# Lab 1

We will do text analysis of a public free text to demonstrate text analysis techniques.

Project Gutenberg is a great resource for these texts.

We will use [The Land That Time Forgot](https://www.gutenberg.org/ebooks/551) and download the [TXT version](https://www.gutenberg.org/ebooks/551.txt.utf-8), which we have included in the support files for this training.

Take a look at the file and understand the spacing and formatting of the text. 

**Facilitator: give the learners between 5 and 10 minutes to open the file, and review the text itself. Encourage them to consider the contents: how would they separate the narrative text from the errata that is included in a book? Does the author spell out numbers? Or will they need to figure out how to manage integers inside the text?**

There's a boilerplate at the beginning that describes the document and the license at the end for using the text.



## Count the words of the text

We want to count the number of words in the text of the book. 

To do this we'll split the text on key phrases present in the text.

To separate the header from the text, we'll use the phrase
`*** START OF THE PROJECT GUTENBERG EBOOK THE LAND THAT TIME FORGOT ***`

To separate the text from the license, we'll use the phrase
`End of Project Gutenberg's The Land That Time Forgot, by Edgar Rice Burroughs`

Since we only want to count words, we'll need to use *regular expressions* to remove punctuation and quotation marks.
The only characters we want to keep are alphabetic characters a-z and A-Z.

Here is the overview of the steps we're going to take

1. Import the `re` module from the Python standard library
2. Read in the file from the `./support_files/datasets/land_time_forgot.txt` path
3. Split the file into the header and the remainder of the text
4. Split the remainder into the text and the license at the end of the novel
5. Parse the lines from the text one by one and only keep alphanumeric characters
6. Split each line into words and store the words in an array
7. Print the length of the array to find the number of words

Start with steps 1 and 2

In [1]:
# load the regu from the Python standard library
import re

# open the file and read it into a variable
with open('./support_files/datasets/land_time_forgot.txt') as f:
   full_lines = f.readlines()


What questions can you ask about this data?

- How many lines are there in the total file?
- How many characters?


In [18]:

# How many lines in total are there?
print(len(full_lines))

# How many characters are there?

total_count = 0
for line in full_lines:
    total_count += len(line)
    
print(total_count)        

3970
220904


**Facilitator: do a quick check here to ensure that everyone has the same character count.
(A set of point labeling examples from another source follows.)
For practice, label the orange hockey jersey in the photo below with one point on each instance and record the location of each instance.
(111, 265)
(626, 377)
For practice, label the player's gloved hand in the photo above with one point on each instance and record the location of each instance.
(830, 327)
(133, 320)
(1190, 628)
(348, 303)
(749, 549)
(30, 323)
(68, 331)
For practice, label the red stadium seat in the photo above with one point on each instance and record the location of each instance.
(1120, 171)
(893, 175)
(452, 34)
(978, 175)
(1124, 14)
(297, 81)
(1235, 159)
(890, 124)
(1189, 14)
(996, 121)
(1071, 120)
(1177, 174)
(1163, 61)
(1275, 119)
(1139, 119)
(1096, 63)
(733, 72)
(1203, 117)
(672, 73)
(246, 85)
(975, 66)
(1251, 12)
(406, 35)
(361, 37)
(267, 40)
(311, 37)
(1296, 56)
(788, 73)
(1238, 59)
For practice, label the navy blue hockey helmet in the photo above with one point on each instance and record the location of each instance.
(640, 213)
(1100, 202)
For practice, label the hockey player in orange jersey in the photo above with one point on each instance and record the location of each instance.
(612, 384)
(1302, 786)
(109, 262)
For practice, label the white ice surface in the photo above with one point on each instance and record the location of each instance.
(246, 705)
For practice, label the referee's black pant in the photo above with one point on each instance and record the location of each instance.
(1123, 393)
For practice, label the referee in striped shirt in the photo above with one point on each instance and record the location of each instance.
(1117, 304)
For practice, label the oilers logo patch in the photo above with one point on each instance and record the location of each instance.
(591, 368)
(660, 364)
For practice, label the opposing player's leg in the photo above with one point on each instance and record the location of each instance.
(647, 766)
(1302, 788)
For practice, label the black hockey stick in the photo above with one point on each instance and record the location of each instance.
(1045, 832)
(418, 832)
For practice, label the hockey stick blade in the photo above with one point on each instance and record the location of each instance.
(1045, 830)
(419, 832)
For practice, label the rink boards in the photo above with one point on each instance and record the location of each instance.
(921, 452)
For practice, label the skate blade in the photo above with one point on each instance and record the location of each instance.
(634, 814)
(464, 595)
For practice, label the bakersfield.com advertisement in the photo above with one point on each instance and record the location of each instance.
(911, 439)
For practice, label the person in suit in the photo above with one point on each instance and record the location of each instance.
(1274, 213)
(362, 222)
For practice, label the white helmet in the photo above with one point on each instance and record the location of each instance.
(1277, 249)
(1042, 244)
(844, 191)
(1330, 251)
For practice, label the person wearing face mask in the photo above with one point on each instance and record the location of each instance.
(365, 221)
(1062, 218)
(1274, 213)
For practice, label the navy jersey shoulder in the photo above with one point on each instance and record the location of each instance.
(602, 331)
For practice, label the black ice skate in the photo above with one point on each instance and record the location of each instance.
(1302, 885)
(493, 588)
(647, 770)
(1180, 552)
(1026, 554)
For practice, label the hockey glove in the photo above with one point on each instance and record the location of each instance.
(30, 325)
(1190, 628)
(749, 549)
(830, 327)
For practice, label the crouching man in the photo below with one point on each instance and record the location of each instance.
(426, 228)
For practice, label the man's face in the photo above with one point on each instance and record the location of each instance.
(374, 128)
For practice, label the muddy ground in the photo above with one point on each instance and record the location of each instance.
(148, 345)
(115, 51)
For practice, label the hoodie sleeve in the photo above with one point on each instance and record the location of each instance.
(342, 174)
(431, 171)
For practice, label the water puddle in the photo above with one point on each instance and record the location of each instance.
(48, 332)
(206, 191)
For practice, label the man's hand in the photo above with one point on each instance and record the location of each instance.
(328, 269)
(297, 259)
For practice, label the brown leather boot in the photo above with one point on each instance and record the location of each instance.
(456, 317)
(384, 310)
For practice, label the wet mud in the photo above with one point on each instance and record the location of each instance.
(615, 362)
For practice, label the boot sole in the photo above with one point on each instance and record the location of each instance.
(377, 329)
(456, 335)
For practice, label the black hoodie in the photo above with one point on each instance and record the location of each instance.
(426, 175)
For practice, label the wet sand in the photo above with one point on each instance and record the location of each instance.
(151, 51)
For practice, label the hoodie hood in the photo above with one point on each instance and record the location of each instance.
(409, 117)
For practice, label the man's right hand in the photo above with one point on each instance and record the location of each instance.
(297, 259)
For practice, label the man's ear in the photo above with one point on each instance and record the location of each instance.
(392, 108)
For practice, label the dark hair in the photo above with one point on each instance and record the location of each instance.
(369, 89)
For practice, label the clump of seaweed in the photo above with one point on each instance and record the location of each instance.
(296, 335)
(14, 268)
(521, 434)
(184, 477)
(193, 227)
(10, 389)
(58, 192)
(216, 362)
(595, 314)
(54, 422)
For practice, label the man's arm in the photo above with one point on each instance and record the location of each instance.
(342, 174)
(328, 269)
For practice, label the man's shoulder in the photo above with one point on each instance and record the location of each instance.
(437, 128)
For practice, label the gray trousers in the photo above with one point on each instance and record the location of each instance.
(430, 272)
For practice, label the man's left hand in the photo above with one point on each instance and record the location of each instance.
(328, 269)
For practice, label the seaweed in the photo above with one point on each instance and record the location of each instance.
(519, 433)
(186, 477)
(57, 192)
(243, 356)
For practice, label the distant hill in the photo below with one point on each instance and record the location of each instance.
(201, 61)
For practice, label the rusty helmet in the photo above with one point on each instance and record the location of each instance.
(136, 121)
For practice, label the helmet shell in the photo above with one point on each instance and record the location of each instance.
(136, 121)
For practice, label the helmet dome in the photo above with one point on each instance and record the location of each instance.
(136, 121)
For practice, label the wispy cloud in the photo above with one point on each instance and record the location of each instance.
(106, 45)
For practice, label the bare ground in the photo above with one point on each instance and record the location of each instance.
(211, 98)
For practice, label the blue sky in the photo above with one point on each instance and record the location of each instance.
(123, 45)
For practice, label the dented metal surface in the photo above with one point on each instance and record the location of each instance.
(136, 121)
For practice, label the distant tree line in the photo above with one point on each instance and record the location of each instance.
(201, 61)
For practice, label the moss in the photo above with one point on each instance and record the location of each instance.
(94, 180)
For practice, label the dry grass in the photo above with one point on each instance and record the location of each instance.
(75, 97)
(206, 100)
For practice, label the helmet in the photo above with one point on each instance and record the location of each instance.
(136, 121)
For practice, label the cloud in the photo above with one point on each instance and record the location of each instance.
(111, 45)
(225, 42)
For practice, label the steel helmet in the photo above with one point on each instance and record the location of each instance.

Occasionally typos can introduce errors. Since we are using a text file that is included in the course there should not be any issues with trying to fetch the text from a remote source**

## Split the file into sections

Split the file into the header, the text, and the license

If you've used *readlines* or split the text into lines for the previous question, make sure to **[join](https://www.w3schools.com/python/ref_string_join.asp)** the lines together.

We want to remove all of the extra new lines before we join the text together again.

We'll use **sub** for this purpose with the newline character `\n` and the `+` to make it substitute all repeating characters.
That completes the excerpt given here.